Interestingly, although we did not identify any immunodominant epitopes within LLOV VP40 in apparent conflict with the immunodominance of this ORF in EBOV and SUDV studies [40,41], we found several epitopes in LLOV VP35. EBOV VP35 is immunogenic in humans [41]; in fact, 83 epitopes have been identified in EBOV VP35. The LLOV epitopes VP35.189 and VP35.243 directly overlap with those seen in EBOV VP35 (Figure 3). In summary, there is a clear correlation between the areas of immunodominance of the serological response against LLOV in Schreiber’s Bent-winged bats with the response against filovirus in primates. Although we cannot completely rule out that the humoral response observed in Schreiber’s Bent-winged bats could have originated from a still unknown, closely-related Cuevavirus, the immunogenic correlation observed, and the fact that most of the Schreiber’s Bent-winged bats scored as “positive” for LLOV, detected several LLOV specific epitopes (Table 2), the most likely scenario is that the Miniopterus schrebersii bats from Spain have been exposed to LLOV.

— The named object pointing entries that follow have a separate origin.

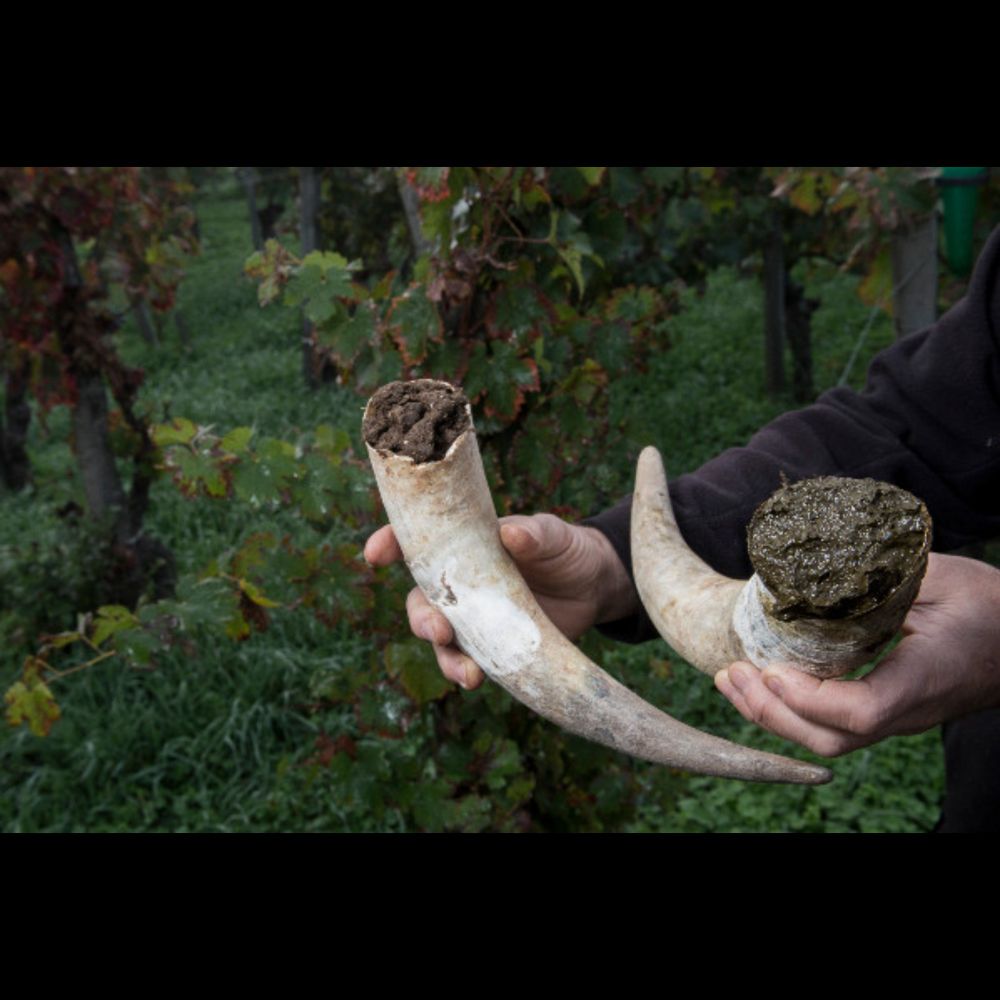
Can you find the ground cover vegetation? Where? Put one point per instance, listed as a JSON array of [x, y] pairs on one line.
[[270, 683]]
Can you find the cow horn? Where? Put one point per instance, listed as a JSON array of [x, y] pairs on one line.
[[444, 520], [712, 620]]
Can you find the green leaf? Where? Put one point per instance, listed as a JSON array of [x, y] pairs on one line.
[[199, 469], [321, 280], [253, 483], [416, 323], [110, 619], [347, 337], [255, 594], [592, 175], [414, 664], [573, 259], [178, 431], [237, 440], [519, 310], [626, 185]]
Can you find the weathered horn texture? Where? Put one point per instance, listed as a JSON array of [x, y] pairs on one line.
[[712, 620], [446, 525]]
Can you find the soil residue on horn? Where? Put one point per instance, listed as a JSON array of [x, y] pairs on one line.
[[836, 548], [420, 419]]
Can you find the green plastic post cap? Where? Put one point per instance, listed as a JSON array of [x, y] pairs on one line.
[[959, 197]]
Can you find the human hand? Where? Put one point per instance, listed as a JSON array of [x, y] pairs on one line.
[[572, 569], [947, 665]]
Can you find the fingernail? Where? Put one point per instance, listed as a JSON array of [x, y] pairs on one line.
[[740, 676], [773, 683]]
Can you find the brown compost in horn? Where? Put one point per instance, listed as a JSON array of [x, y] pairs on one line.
[[430, 476], [838, 563]]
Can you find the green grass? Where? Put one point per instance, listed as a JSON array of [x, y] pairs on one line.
[[222, 738]]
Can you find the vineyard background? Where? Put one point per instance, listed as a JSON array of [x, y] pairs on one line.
[[274, 686]]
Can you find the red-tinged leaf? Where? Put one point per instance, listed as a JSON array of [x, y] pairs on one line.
[[519, 310], [30, 702], [499, 377], [414, 324], [255, 594], [876, 288], [253, 553], [60, 639]]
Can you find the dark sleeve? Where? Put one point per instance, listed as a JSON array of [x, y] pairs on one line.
[[928, 420]]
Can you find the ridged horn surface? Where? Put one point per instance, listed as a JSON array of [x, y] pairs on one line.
[[443, 517]]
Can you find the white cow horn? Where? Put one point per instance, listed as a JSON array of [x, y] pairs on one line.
[[444, 520]]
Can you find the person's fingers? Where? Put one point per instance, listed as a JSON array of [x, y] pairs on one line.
[[534, 538], [382, 549], [426, 622], [743, 685], [863, 707]]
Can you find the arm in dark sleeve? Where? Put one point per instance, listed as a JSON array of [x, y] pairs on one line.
[[927, 420]]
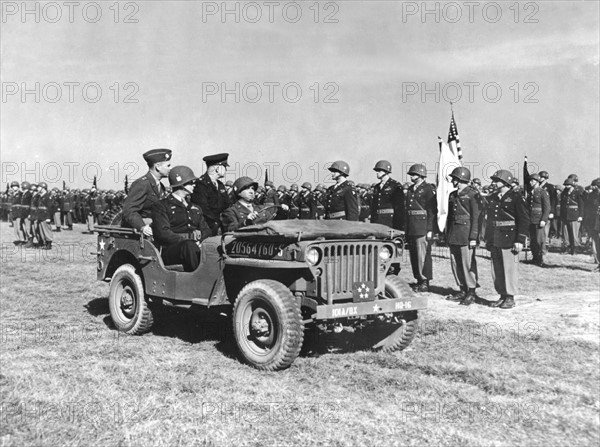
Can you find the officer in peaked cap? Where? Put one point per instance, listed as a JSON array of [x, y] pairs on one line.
[[506, 232], [571, 210], [387, 200], [538, 204], [179, 226], [421, 210], [462, 228], [210, 193], [146, 191], [341, 202]]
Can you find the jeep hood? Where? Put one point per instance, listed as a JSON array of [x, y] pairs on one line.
[[313, 229]]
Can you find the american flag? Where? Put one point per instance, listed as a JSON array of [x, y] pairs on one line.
[[454, 140]]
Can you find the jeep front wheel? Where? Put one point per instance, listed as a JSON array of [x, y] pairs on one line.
[[128, 307], [389, 333], [267, 325]]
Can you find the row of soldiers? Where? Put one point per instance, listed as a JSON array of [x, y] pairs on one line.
[[31, 208]]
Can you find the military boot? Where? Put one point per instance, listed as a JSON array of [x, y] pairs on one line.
[[470, 298], [508, 303], [499, 302], [459, 296]]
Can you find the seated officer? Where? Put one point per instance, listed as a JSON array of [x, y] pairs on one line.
[[178, 225], [244, 212], [146, 191]]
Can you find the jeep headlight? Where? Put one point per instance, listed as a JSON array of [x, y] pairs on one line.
[[313, 256], [385, 253]]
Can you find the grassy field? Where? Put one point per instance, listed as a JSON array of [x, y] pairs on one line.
[[473, 376]]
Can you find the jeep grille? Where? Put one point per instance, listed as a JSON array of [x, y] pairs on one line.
[[346, 263]]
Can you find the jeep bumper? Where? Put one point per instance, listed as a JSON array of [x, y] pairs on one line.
[[345, 310]]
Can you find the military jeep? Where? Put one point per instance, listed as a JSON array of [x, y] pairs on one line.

On the other hand, the absence of RNA in faecal specimens of the same bat populations where LLOV-antibodies were detected, is reminiscent of similar findings described for EBOV and MARV [6,7,10,11,12,13], suggesting that virus exposure in younglings promotes seroconversion, and protects the animals from future LLOV infection and viral shedding. An alternative explanation would imply a very rapid host-virus adaptation, with the selection of naturally resistant individuals after the die-off. In that scenario, less plausible in our opinion, repeated exposure to LLOV in resistant animals would lead to a decrease in the circulation of the virus, with an increase in herd immunity. Both the high viral loads observed in the carcasses [1], and the presence of significant seroprevalence of anti-LLOV antibodies in live-captured Schreiber’s Bent-winged bats, appear to support both scenarios.

In conclusion, we demonstrated the presence of anti-LLOV antibodies in live-captured Schreiber’s Bent-winged bats taken in the same caves were LLOV was originally discovered. Consequently, survival of Schreiber’s Bent-winged bats after exposure to LLOV seems to be a frequent event, suggesting that LLOV might not be highly pathogenic for Schreiber’s Bent-winged bats. Conversely, LLOV may be highly pathogenic for Schreiber’s Bent-winged bats, and thus this study may be the first evidence of immunity in the surviving animals after initial LLOV exposure. As many scenarios are possible, more extensive serosurveys, including other geographical locations, as well as other ecologically related bats (Myotis genus), are needed to conclusively confirm which of these occurred.